Search code examples
c#.netwindowsstringstring-comparison

Why is "ss" equal to the German sharp-s character 'ß'?


Coming from this question I'm wondering why ä and ae are different(which makes sense) but ß and ss are treated as equal. I haven't found an answer on SO even if this question seems to be related and even mentions "that ß will compare equal to SS in Germany, or similar" but not why.

The only resource on MSDN I found was this: How to: Compare Strings

Here is mentioned following but also lacks the why:

// "They dance in the street." 
// Linguistically (in Windows), "ss" is equal to 
// the German essetz: 'ß' character in both en-US and de-DE cultures. 
.....

So why does this evaluate to true, both with de-DE culture or any other culture:

var ci = new CultureInfo("de-DE");
int result = ci.CompareInfo.Compare("strasse", "straße", CompareOptions.IgnoreNonSpace); // 0
bool equals = String.Equals("strasse", "straße", StringComparison.CurrentCulture); // true
equals = String.Equals("strasse", "straße", StringComparison.InvariantCulture);  // true

Solution

  • If you look at the Ä page, you'll see that not always Ä is a replacement for Æ (or ae), and it is still used in various languages.

    The letter ß instead:

    While the letter "ß" has been used in other languages, it is now only used in German. However, it is not used in Switzerland, Liechtenstein or Namibia.[1] German speakers in Germany, Austria, Belgium,[2] Denmark,[3] Luxembourg[4] and South Tyrol, Italy[5] follow the standard rules for ß.

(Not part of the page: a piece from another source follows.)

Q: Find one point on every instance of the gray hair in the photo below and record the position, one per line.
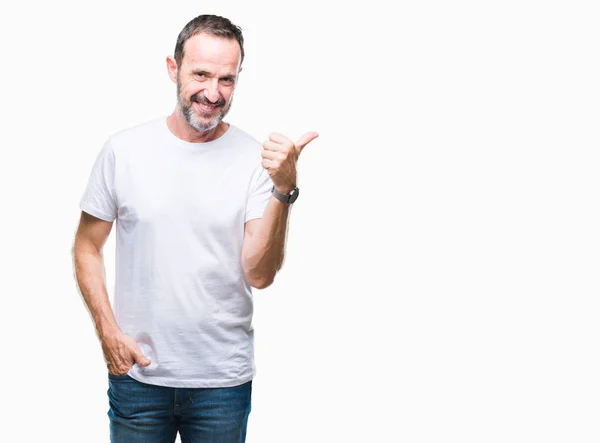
(209, 24)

    So the ß is used in a single language, with a single rule (ß == ss), while the Ä is used in multiple languages with multiple rules.

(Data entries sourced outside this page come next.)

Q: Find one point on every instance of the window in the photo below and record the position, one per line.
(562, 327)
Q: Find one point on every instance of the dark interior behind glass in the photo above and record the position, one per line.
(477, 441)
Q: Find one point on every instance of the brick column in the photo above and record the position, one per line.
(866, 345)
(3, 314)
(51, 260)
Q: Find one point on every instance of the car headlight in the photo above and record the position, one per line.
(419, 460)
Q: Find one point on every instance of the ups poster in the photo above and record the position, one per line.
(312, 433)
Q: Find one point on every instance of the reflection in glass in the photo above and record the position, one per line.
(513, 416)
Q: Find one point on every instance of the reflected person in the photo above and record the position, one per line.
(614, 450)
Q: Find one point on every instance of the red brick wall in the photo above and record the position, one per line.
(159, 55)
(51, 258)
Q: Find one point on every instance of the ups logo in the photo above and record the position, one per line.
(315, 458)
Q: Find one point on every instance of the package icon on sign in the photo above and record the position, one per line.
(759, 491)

    Note that, considering that case folding is:

    Case folding is primarily used for caseless comparison of text, such as identifiers in a computer program, rather than actual text transformation

    The official Unicode 7.0 Case Folding Properties tells us that

    00DF; F; 0073 0073; # LATIN SMALL LETTER SHARP S

    where 00DF is ß and 0073 is s, so ß can be considered, for caseless comparison, as ss.